Die Fahrverbotsrechtsprechung ist sehr streng. Ab und zu werden die Tatrichter von den über die Fahrverbotsrechtsprechung wachenden OLGe hieran mit klaren Worten erinnert. So etwa hier:

Die Begründung, mit der das AG von der Verhängung des Regelfahrverbots gegen den Betr. abgesehen hat, hält rechtlicher Nachprüfung nicht stand.
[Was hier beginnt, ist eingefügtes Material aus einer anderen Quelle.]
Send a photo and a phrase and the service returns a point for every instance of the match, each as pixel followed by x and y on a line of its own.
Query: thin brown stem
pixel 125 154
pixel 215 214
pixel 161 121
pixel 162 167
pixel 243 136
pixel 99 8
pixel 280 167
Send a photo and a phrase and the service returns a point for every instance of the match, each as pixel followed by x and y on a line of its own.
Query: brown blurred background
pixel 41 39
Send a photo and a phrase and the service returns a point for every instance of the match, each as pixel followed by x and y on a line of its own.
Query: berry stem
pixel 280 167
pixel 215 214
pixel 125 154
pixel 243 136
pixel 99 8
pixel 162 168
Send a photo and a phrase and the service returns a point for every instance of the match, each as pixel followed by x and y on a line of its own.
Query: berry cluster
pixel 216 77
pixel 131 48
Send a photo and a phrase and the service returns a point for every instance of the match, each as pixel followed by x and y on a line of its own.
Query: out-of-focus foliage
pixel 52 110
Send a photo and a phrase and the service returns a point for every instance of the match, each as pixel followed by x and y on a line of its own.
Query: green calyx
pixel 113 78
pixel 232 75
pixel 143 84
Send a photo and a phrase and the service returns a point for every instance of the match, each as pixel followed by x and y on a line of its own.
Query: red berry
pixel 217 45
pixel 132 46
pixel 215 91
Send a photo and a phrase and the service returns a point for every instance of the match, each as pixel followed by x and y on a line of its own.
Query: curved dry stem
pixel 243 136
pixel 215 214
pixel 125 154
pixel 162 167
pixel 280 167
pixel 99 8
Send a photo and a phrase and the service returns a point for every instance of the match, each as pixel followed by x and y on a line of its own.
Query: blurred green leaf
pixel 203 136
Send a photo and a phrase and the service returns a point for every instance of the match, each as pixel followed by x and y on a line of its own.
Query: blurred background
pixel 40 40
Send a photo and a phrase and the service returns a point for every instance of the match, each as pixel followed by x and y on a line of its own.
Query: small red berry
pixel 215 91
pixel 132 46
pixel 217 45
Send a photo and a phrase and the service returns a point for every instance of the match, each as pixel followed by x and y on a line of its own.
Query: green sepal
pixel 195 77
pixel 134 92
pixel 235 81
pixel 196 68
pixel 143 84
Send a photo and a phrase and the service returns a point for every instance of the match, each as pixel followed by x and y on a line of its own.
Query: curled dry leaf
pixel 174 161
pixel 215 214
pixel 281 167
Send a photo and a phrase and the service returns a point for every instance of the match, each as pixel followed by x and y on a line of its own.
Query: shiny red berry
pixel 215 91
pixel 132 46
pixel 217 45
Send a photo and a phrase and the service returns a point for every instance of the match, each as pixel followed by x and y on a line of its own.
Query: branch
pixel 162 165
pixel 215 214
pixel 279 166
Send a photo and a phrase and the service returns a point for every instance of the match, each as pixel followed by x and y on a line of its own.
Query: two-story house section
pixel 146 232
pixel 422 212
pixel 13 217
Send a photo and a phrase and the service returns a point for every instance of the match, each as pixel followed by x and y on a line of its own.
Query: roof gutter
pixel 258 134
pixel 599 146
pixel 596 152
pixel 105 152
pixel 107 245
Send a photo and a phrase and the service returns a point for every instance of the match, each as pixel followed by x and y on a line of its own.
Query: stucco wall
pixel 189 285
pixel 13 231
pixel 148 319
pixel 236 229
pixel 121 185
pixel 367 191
                    aa) Zwar folgt aus § 4 I 1 BKatV nicht, dass ausnahmslos ein Fahrverbot zu verhängen wäre. Vielmehr steht dem Tatrichter ein Ermessensspielraum zu, um Verstößen im Straßenverkehr mit der im Einzelfall angemessenen Sanktion zu begegnen (BVerfG [2. Kammer des 2. Senats], Beschluss vom 24.03.1996 – 2 BvR 616/91 = DAR 1996, 196 = ZfS 1996, 193 = NJW 1996, 1809 = NZV 1996, 284 = VD 1996, 177 = NStZ 1996, 391 = VM 1996, Nr 79 = DVBl. 1996, 1421). Die Frage, ob die Würdigung der Tat und der Persönlichkeit des Täters besondere Umstände ergibt, nach denen es ausnahmsweise der Warn- und Denkzettelfunktion eines Fahrverbots im Einzelfall nicht bedarf, liegt grundsätzlich in seinem Verantwortungsbereich. Der Tatrichter hat innerhalb des ihm eingeräumten Beurteilungsspielraums die Wertungen nach eigenem pflichtgemäßen Ermessen zu treffen. Seine Entscheidung kann vom Rechtsbeschwerdegericht deshalb nur daraufhin überprüft werden, ob er sein Ermessen fehlerhaft ausgeübt hat, weil er die anzuwendenden Rechtsbegriffe verkannt, die Grenzen des Ermessens durch unzulässige Erwägungen überschritten und sich nicht nach den Grundsätzen und Wertmaßstäben des Gesetzes gerichtet hat. In Zweifelsfällen hat das Rechtsbeschwerdegericht die Bewertung des Tatrichters zu respektieren, und zwar auch dann, wenn es selbst hinsichtlich der Frage des Fahrverbots zu einem abweichenden Ergebnis gelangte.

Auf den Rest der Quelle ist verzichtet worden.